À la limite de la résilience
La fragilisation financière a pu être endiguée par l’aide massive des gouvernements
Le déconfinement progressif est amorcé au Québec avec, pour toile de fond, une réouverture graduelle de l’économie. Si les mesures de restrictions atteignent un certain degré d’intolérance dans la population, elles arrivent à la limite de la résilience chez les entreprises dont l’activité n’entre pas dans la définition de produits et services essentiels.
Le sondage conjoint Statistique Canada et Chambre de commerce du Canada, réalisé du 3 au 24 avril auprès de quelque 12 600 entreprises, indique que l’impact de la COVID-19 sur les revenus est plutôt ressenti avec 53,5 % des répondants disant avoir mesuré une diminution de revenus de 20 % ou plus au premier trimestre. Et ce, alors que la fermeture des entreprises jugées non essentielles est survenue après la mi-mars (le 25 mars au Québec). De plus, elles sont plus nombreuses (34,1 % des répondants) à déclarer qu’elles ne pourront survivre moins de six mois, contre 32,1 % disant pouvoir dépasser ce laps de temps. Mais sous ces données, 17,5 % des entreprises canadiennes (20 % des québécoises) soutiennent ne pouvoir poursuivre leurs activités ou une partie de leurs activités avec des mesures de distanciation sociale en place.
En revanche, la fragilisation financière a pu être endiguée par l’aide massive des gouvernements sous forme de prestations ou de garanties de prêt. Ainsi, 62,1 % des répondants n’ont fait aucune demande de crédit à une institution financière pour couvrir leurs frais d’exploitation affectés par la COVID-19. Par contre, 22,1 % l’ont fait, et 6,5 % ont essuyé un refus. Près des trois quarts n’ont pas eu à procéder à une liquidation d’actifs et chez les entreprises ayant un loyer à rencontrer, 13 % ont dû reporter le paiement contre le double n’ayant pas eu à le faire. Quelque 16 % affirment toutefois ne pas avoir eu la possibilité de reporter le paiement du loyer.
Quant aux écarts, les plus fortes baisses de revenus en pourcentage ont été déclarées dans les secteurs de l’hébergement, des services de restauration, des arts, des spectacles et des loisirs et du commerce de détail. À l’autre bout du spectre, plus de 40 % des entreprises des secteurs de l’agriculture, de la foresterie, de la pêche et de la chasse et des services publics n’ont déclaré aucun changement ou ont déclaré une augmentation de leurs revenus, poursuit l’étude conjointe.
Et si 64,8 % des entreprises déclarent avoir subi des répercussions élevées en raison de la baisse de la demande de leurs produits ou services, 48,5 % ont plutôt été contraintes d’annuler les services qu’elles offraient. Ces dernières se retrouvent également dans les secteurs de l’hébergement, de la restauration, des loisirs et des arts et spectacles et du commerce de détail.
Question d’ajouter au jeu des écarts, un récent sondage de la Fédération canadienne de l’entreprise indépendante (FCEI) indiquait que près de la moitié des PME québécoises ont vécu une baisse de plus de 70 % de leurs revenus. Et 43 % d’entre elles disaient ne pas pouvoir survivre plus d’un mois à une forte baisse de leurs revenus.

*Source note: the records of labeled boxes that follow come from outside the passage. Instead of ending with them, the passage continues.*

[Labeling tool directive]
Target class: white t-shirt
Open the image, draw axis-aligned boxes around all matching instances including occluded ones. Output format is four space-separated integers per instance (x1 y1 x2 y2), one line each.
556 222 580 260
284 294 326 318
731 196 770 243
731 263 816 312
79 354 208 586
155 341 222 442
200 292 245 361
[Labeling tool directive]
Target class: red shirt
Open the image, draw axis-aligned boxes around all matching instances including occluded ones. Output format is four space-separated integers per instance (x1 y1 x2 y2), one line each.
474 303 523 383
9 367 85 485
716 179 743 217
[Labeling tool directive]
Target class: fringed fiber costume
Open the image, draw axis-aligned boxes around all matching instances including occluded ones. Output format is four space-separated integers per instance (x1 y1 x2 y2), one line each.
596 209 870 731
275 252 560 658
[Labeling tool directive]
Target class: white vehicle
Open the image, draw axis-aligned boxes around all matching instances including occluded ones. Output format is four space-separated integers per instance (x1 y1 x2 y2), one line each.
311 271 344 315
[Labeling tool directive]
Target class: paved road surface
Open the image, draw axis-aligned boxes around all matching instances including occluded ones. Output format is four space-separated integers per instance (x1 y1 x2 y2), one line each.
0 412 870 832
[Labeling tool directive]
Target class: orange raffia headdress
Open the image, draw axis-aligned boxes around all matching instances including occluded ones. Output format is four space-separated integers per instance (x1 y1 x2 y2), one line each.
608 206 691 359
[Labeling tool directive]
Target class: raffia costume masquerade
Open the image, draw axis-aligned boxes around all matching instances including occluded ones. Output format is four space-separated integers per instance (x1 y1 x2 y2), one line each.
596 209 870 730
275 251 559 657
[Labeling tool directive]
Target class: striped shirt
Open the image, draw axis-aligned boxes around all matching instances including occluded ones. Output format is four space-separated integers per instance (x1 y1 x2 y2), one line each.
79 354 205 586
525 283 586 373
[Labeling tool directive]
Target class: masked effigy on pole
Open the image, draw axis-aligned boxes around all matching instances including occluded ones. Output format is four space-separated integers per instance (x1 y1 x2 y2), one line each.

Chez les travailleurs, uniquement au chapitre des pertes d’emplois au Québec, le secteur des biens a perdu 9000 emplois en mars alors que celui de la production des services a vu son nombre baisser de 255 000. Le gros des pertes est venu de l’hébergement et de la restauration (-24,4 %), suivi des services d’enseignement autres que le système public (-22,8 %), puis de la culture et des loisirs (-14,5 %). Encore là, le pire est à venir avec la lecture d’avril.
Une dominante se dégage de ces sondages à grande échelle ayant pour effet d’atténuer l’hétérogénéité des répondants et de niveler la gravité du ressenti selon les secteurs et industries. Ils sont très nombreux à craindre des dommages permanents.
Les plus fortes baisses de revenus en pourcentage ont été déclarées dans les secteurs de l’hébergement, des services de restauration, des arts, des spectacles et des loisirs et du commerce de détail.